Mãos de Cavalo

A obra de Daniel Galera, Mãos de cavalo, revela fascínio ao conciliar e apresentar de maneira intercalada e harmônica três fases da vida do personagem principal. Essas etapas consistem em três fios que entrelaçam e constituem um tecido denso, previamente articulado (como o próprio autor já revelou em entrevistas) para revelar o aspecto psicológico do personagem Hermano.

Mãos de Cavalo põe em discussão as construções e desconstruções por que passa um indivíduo em formação. As experiências vividas explicam e constroem o caráter do ser humano. Isso se dá visto que nenhum relato das fases de criança e adolescente, privilegiado pelo narrador (em 3ª pessoa), ficou sem elo no tempo presente do personagem.

O personagem Hermano, quando apresentado (ainda criança) logo no primeiro capítulo, sofre um acidente de bicicleta enquanto o autor materializa com descrições minuciosas os percalços da cidade, as trilhas urbanas nas quais os garotos normalmente andam. Essa descrição não é gratuita, porque o personagem, ao longo da instigante narrativa, é muitas vezes, submetido voluntariamente a situações que expõem sua integridade física. Hermano demonstra gosto por decidas em ladeiras, brigas, auto-mutilação e até na sua primeira experiência sexual há realce de sangue, quando vê escorrer o filete de sangue e a estranha sensação de prazer. Assim, o personagem demonstra que dor e sangue não o desestabilizam.
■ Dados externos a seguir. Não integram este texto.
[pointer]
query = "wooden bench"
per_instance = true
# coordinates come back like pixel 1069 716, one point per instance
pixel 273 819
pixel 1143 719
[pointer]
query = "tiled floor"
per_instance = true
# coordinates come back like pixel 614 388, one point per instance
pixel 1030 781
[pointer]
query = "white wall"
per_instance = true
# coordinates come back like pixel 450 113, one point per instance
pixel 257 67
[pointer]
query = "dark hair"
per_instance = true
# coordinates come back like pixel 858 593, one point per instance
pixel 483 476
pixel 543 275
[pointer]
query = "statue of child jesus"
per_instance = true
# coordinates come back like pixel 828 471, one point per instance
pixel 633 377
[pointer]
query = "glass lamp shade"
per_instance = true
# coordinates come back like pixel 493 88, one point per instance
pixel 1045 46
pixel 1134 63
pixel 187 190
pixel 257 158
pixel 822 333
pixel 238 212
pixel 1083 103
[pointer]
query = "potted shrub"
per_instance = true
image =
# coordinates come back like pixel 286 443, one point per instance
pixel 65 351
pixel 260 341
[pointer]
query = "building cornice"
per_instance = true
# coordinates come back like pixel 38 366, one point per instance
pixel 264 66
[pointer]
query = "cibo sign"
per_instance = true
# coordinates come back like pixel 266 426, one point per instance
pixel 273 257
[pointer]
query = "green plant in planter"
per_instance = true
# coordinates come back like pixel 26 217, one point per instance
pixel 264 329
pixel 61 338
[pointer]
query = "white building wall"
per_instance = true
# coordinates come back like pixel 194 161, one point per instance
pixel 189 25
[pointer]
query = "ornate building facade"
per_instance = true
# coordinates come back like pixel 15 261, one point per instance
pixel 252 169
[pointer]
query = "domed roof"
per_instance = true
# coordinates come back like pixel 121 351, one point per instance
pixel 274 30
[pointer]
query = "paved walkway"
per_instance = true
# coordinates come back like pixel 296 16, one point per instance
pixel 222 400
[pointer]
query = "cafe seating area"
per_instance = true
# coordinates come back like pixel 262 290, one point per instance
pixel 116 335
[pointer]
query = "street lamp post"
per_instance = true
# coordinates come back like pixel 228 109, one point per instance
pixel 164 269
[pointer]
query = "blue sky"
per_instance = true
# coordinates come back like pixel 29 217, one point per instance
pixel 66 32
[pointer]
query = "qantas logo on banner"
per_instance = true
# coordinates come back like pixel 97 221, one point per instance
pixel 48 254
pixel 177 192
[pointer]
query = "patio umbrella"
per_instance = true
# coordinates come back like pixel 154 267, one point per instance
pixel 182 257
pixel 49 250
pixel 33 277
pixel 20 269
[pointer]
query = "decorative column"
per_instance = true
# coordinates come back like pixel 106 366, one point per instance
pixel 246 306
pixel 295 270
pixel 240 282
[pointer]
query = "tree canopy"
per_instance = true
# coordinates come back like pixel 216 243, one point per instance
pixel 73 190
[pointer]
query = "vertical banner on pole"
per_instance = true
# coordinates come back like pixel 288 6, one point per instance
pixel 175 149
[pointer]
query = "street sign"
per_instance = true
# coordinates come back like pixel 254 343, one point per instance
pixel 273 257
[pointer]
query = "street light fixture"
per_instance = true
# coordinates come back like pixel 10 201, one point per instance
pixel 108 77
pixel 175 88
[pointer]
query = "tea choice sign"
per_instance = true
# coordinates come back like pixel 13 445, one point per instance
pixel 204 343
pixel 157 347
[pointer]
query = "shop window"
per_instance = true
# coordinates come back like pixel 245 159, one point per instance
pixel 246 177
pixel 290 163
Seriam esses alguns itens determinantes para sua escolha profissional. Ele se torna médico.

A linguagem privilegiada ao longo da narrativa é objetiva, confere dinamismo e demarca o período histórico instaurado: contemporaneidade. Isso se dá pela fidelidade da informalidade da língua na voz de alguns personagens que se relacionam diretamente com a trama central.

Vale ressaltar que a partir dos três primeiros capítulos, os eventos (memórias) de Hermano são para o leitor, visto que o personagem não tem consciência dos fatos relatados e para o personagem trata-se da sua constituição como sujeito, exemplo disso está nos capítulos “Bonobo”, “Clareira”, etc. As reflexões introspectivas surgem já no tempo presente, mas o narrador antecipa, ao leitor, as experiências vividas por ele na adolescência, denotando convergência entre as duas realidades as quais culminam na construção da identidade do personagem Hermano como indivíduo atual.

Na narrativa cronológica, “ele” (assim é que o narrador se refere a Hermano, visto que não é chamado pelo nome) demonstra-se como um fracassado, apresenta fraquezas, insatisfações, instabilidades emocionais e ele quer mudar sua postura diante da vida monótona tanto na profissão quanto no casamento com Adri. Já nos feed backs, o personagem é chamado pelo nome “Hermano” e assim como os outros garotos com quem convivia. O nome confere ao personagem a identidade em formação, enquanto que na fase adulta ele é anônimo para si e para os outros e a ele resta apenas lidar com os conflitos de uma personalidade tácita da qual ele se envergonha.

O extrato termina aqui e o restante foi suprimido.